Thursday, September 5, 2013

More good news, and more misleading news, about Obamacare



More good news today about Obamacare, and some more misleading information too …

A 25-year-old uninsured New Yorker earning $25,000 a year will pay as little as $62 a month for health insurance next year, and someone with identical circumstances living in Vermont may pay nothing, according to a 17-state survey of premiums under Obamacare.
That’s according to the new Kaiser Family Foundation report which offers the broadest look yet at what consumers who lack health care coverage will pay for insurance when the Affordable Care Act takes full effect next year.
Republican officials in states including Ohio, Indiana and Georgia have released partial information on premiums, emphasizing big increases for some customers.  
At the same time, some Republican congressmen are trying to sabotage the system by harassing the “navigators” that will help people with the ACA enrollment process that begins Oct. 1.

On Aug. 29, Rand Corp. researchers, after looking at 10 states, reported that predictions of sharp increases in premiums were overstated. “Our analysis found no widespread trend toward sharply higher prices in the individual market,” Christine Eibner, a Rand senior economist, said in a statement with the report.
According to Bloomberg news service, the lowest monthly premium for a 40-year-old in the 17 states surveyed by Kaiser would be $146 in Baltimore.
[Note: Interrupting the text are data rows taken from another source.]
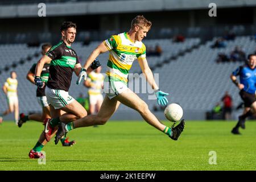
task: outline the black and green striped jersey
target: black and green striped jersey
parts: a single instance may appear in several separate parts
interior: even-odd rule
[[[47,82],[48,79],[49,78],[49,66],[50,66],[49,64],[45,64],[42,71],[41,75],[40,76],[42,80],[44,81],[45,83]],[[32,65],[32,67],[30,69],[30,71],[34,75],[35,73],[36,67],[36,63],[35,63]],[[36,89],[36,97],[45,96],[46,96],[46,94],[44,93],[45,89],[46,86],[44,86],[42,88],[38,87],[38,89]]]
[[[46,55],[52,59],[47,86],[68,92],[75,66],[80,63],[76,52],[61,41]]]

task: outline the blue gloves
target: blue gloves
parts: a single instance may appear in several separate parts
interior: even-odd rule
[[[164,93],[159,89],[155,91],[155,95],[158,98],[158,105],[165,105],[168,104],[168,100],[166,97],[166,96],[168,96],[169,94]]]
[[[41,77],[40,76],[36,76],[35,77],[35,84],[38,86],[39,88],[43,88],[44,87],[44,82],[43,81],[42,81]]]
[[[95,69],[98,68],[98,67],[100,67],[101,65],[101,64],[100,61],[96,59],[95,60],[94,60],[93,62],[92,63],[90,67],[92,69]]]
[[[86,79],[87,77],[87,73],[86,73],[86,70],[84,68],[82,68],[80,70],[80,73],[79,73],[79,77],[77,78],[77,80],[76,80],[76,84],[79,85],[80,84],[81,81],[82,80],[82,78],[84,77],[84,80]]]

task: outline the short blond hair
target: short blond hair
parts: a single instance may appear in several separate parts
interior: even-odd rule
[[[135,26],[139,26],[140,28],[144,27],[150,29],[151,26],[151,22],[146,19],[143,15],[138,15],[131,20],[131,28],[134,29]]]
If that 40-year-old had an annual income of $29,000, government subsidies would reduce the monthly cost to $111, according to the report from the nonprofit health-research group.


According to Kaiser's findings, a single 40-year-old in Los Angeles could buy the second-cheapest mid-level plan for $255 per month. But if that person makes just under $30,000 per year, he or she will only have to pay $193 per month after receiving a tax subsidy.
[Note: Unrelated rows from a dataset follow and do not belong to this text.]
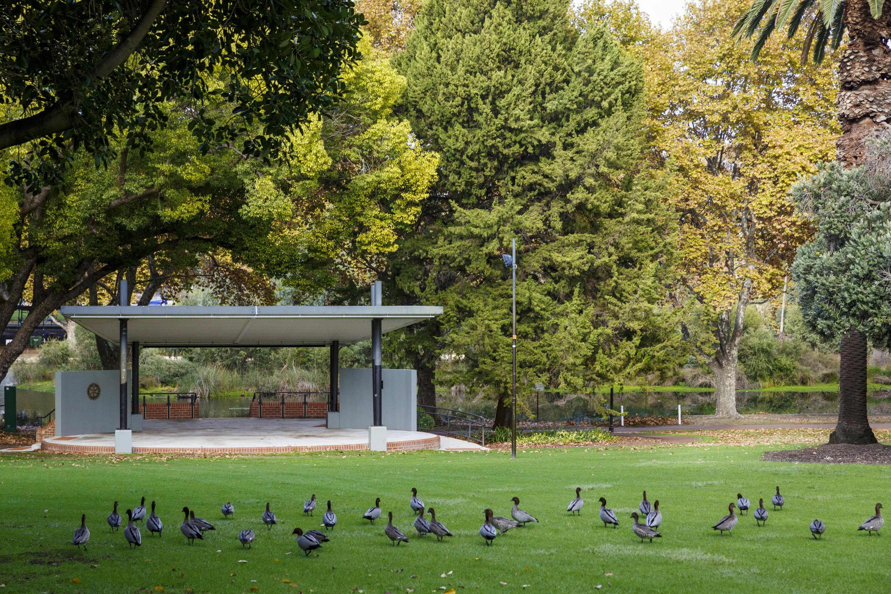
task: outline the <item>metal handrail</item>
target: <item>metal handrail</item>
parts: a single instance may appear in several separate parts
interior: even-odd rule
[[[37,420],[41,420],[42,421],[43,419],[46,419],[47,417],[49,417],[53,412],[55,412],[55,409],[53,409],[52,411],[50,411],[49,412],[47,412],[46,414],[45,414],[43,417],[37,417]],[[40,424],[41,427],[43,427],[43,425],[44,425],[44,423]]]
[[[282,398],[281,398],[282,408],[281,408],[280,413],[281,413],[281,418],[284,419],[285,396],[287,395],[289,395],[289,394],[303,395],[303,418],[304,419],[308,419],[309,417],[307,416],[307,396],[308,395],[310,395],[310,394],[323,394],[325,395],[328,395],[329,393],[328,392],[314,391],[314,390],[304,390],[304,391],[300,391],[300,392],[254,392],[254,396],[250,399],[250,402],[253,403],[255,400],[257,401],[257,403],[258,403],[257,406],[259,408],[259,418],[263,419],[263,396],[264,395],[281,395],[282,396]]]
[[[463,427],[459,432],[458,430],[452,430],[452,419],[458,421],[464,421],[467,423],[467,434],[466,437],[468,441],[477,442],[480,445],[486,445],[486,418],[480,415],[475,415],[472,412],[465,412],[464,411],[458,411],[456,409],[446,409],[441,406],[429,406],[428,404],[418,404],[418,412],[426,412],[431,417],[436,419],[446,419],[446,429],[445,433],[451,434],[453,435],[465,436]],[[439,412],[443,411],[444,412]],[[463,424],[463,423],[462,423]],[[478,440],[473,437],[471,433],[473,427],[476,426],[482,430],[482,437]],[[440,429],[442,430],[442,429]]]
[[[195,401],[198,399],[197,392],[140,392],[137,395],[143,397],[143,417],[145,417],[145,396],[167,396],[168,397],[168,419],[170,419],[170,396],[176,396],[177,400],[189,399],[189,417],[195,418]]]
Strikingly, in every city analyzed, a family of four with two 40-year-old adults and a household income of $60,000 per year would pay $409 per month for the second-cheapest Silver plan after receiving subsidies. That’s more or less in line with the average $4,565 per year that workers currently contribute towards their employer-sponsored health insurance plans.

The report also finds good news for younger and older Americans. In Seattle, a 25-year-old making $28,725 per year will pay $193 per month for a Silver plan after subsidies and $138 per month for the cheapest Bronze plan after subsidies. For a single 60-year-old with the same income, those number would be $193 per month and $44 per month, respectively, after factoring in subsidies. And in Burlington, Vermont, both a single 25-year-old making $25,000 per year and a 60-year-old couple making a combined $30,000 per year would pay nothing at all for the cheapest, bare-bones Bronze plan.



Yet a third study has been released by a private group and that report is highly misleading because it cites prices on the Obamacare exchanges – the online marketplaces – but it doesn’t calculate the impact of the tax credits that are a key aspect of the entire system.
So, this study by Avalere Health claims that insurance premiums for a 40-year-old buying a mid-range plan will average close to $330 a month. But that’s before the tax subsidy is computed.

For example, using Kaiser’s ACA calculator, within seconds you can learn this: a 40-year-old earning $40,000 a year faces an initial price tag of nearly $7,700 with an average, mid-range Obamacare plan. Sounds like a lot of money. But the calculator also shows you that tax credits will lower the 40-year-old’s actual payment to $2,587, or $215 a month.

Bottom line: In paycheck terms, that’s $54 a week for fairly decent coverage.